Penetrating disease is a common phenotype of CD. Of patients, 41.1% suffered penetrating disease in this study, and our results were consistent with previous reports [35]. Some studies demonstrated that penetrating disease correlated with postoperative complications [7, 36, 37]. We also recognized that penetrating behavior was an independent risk factor for postoperative IASCs as shown by multivariate analysis. Patients with penetrating disease often present with intra-abdominal abscesses or fistulas, which may explain why the postoperative outcome was poor in this cohort of patients. Furthermore, it has been reported that manifestations of penetrating characteristics is associated with an increased risk of clinical recurrence in these patients [35, 38, 39].

Although previous studies had reported postoperative IASCs to be significantly associated with preoperative corticosteroid therapy [11, 12, 40], our findings differed, perhaps because steroids were withdrawn within 1 month prior to surgery. The findings of this study did not demonstrate a significant association between preoperative anti-TNFα therapy and the development of postoperative IASCs. Consistent with our reports, some literature also reported preoperative anti-TNFα therapy to have no effect on risk of postoperative IASCs [37, 41,42,43,44]. This issue, however, remains controversial [8, 15, 45]. A recent study had shown that perioperative anti-TNFα usage was a significant independent risk factor for postoperative IASCs [8]. In addition, a recent meta-analysis also demonstrated that preoperative anti-TNFα usage was associated with a higher rate of postoperative complications in patients with CD [46]. Randomized, prospective studies to examine whether preoperative anti-TNFα therapy can indeed exacerbate postoperative infectious complications are required.
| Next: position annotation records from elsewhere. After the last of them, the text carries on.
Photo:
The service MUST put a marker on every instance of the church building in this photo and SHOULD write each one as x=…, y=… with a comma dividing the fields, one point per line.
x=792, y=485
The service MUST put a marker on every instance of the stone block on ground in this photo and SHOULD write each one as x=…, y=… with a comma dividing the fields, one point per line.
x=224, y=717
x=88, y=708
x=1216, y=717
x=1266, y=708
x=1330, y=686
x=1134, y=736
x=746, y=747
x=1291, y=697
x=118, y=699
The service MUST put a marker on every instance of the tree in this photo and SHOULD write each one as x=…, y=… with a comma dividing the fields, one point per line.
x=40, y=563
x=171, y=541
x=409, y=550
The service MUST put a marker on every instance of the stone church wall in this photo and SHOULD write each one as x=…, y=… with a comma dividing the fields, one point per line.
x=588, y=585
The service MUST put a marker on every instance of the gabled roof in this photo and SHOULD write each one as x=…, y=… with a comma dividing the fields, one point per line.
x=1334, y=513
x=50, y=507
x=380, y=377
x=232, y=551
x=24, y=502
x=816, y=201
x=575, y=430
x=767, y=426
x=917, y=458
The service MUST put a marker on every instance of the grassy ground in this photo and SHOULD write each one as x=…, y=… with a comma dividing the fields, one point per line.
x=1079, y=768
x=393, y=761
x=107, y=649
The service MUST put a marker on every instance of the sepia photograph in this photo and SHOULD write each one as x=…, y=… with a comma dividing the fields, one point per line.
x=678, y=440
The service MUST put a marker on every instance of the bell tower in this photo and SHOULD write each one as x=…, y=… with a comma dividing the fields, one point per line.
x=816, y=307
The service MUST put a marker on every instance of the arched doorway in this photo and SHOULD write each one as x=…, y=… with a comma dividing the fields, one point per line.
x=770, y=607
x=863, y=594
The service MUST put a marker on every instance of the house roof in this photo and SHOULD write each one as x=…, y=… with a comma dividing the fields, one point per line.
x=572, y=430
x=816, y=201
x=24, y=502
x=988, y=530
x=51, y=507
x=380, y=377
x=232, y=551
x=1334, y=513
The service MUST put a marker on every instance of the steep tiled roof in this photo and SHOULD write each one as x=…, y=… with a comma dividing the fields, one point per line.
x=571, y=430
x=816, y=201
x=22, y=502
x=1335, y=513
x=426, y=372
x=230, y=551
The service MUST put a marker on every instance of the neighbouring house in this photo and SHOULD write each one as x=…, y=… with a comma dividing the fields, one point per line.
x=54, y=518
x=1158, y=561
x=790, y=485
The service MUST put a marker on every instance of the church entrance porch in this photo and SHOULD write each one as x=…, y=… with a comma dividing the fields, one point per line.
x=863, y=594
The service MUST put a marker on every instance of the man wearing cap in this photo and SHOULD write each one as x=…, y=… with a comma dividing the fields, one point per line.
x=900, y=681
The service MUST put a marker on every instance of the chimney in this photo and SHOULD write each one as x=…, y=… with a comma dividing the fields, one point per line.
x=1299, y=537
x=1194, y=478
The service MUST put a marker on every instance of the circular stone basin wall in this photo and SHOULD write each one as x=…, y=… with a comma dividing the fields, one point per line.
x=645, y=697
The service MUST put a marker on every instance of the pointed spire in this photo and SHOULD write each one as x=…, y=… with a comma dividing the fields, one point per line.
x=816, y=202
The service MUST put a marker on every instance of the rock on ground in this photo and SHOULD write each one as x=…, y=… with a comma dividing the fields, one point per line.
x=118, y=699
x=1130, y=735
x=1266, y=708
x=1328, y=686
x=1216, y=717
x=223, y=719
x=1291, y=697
Limitations of this study include its retrospective nature. As it was conducted at the level of a single institution and was also observational, accuracy of data in the medical records may have possessed faults. In addition, there may have been other factors affecting postoperative IASCs that we did not take into account in our retrospective analysis. Obviously, further prospective investigations are required to counter such potential limitations. The number of patients managed with biologic treatments preoperatively was small in our study; this also may have impacted the significance of the association between preoperative anti-TNFα therapy and the development of postoperative IASCs. Despite these limitations, to the best of our knowledge, this article is the first to report that preoperative GPS is an independent predictor of postoperative IASCs in CD patients who underwent bowel resection.

In conclusion, the results of this study suggest that higher GPS values and penetrating behaviors were independent risk factors for postoperative IASCs. Preoperative GPS can serve as a predictive index for postoperative IASCs after bowel resection in patients with CD. For patients with higher preoperative GPS, formulating appropriate preoperative strategies to improve patients’ nutrition status and reduce preoperative CRP levels may assist in decreasing the incidence of postoperative IASCs.